Where does this all end? Perhaps we got a glimpse of it at the Amex Stadium last Sunday, when Neville made the mistake of walking through a group of jubilant City fans and ended up getting pelted with pints. Perhaps the future of football broadcasting is just one long FanZone, where fired-up partisans shout over each other in the name of entertainment. And if that sounds far-fetched, then just turn on any radio or television news programme these days.
“We’ve discovered we can sell hate,” writes the US journalist Matt Taibbi in his book Hate Inc, a coruscating take on the American news media. “This also serves larger political purposes. So long as the public is busy hating each other and not aiming its ire at the more complex financial and political processes going on off-camera, there’s very little danger of anything like a popular uprising.”

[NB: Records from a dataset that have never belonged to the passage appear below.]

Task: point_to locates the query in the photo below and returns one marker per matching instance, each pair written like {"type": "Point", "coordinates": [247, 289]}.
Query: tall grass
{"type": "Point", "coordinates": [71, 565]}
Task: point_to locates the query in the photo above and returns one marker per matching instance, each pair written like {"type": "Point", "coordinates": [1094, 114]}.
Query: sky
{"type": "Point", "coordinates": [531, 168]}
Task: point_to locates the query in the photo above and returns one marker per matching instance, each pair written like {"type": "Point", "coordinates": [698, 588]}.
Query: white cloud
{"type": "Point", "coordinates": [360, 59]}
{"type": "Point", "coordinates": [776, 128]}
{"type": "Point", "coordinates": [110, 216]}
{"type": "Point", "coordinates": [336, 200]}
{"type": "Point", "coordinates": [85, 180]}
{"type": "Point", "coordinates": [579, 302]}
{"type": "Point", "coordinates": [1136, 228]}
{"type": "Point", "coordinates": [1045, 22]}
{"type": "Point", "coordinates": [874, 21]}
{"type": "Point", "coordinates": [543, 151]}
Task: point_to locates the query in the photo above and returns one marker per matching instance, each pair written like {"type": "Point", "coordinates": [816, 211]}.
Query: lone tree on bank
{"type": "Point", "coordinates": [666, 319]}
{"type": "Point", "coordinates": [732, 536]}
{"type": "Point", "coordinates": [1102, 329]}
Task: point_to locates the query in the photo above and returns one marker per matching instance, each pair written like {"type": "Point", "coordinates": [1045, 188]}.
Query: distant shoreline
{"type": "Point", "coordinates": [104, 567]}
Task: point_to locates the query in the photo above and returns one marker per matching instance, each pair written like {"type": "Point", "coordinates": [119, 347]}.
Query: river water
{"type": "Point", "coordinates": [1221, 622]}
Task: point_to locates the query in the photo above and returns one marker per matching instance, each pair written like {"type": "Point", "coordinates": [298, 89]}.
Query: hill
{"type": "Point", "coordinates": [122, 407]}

Perhaps, ultimately, this is the point. There are some honest-to-God real problems in football that we need to talk about: competitive balance, ticket prices, the ownership model, wealth inequality, structural racism, structural sexism, the game’s toxic reliance on broadcast income and the gambling industry. But these are questions that often don’t fit neatly into a tribal discourse, that don’t translate into a viral video on the BT Sport Twitter feed, that strike at the very fundamentals of the game and often affect its most powerful stakeholders. The hope, perhaps, is that if we’re constantly being encouraged to turn on each other, they’ll never get asked.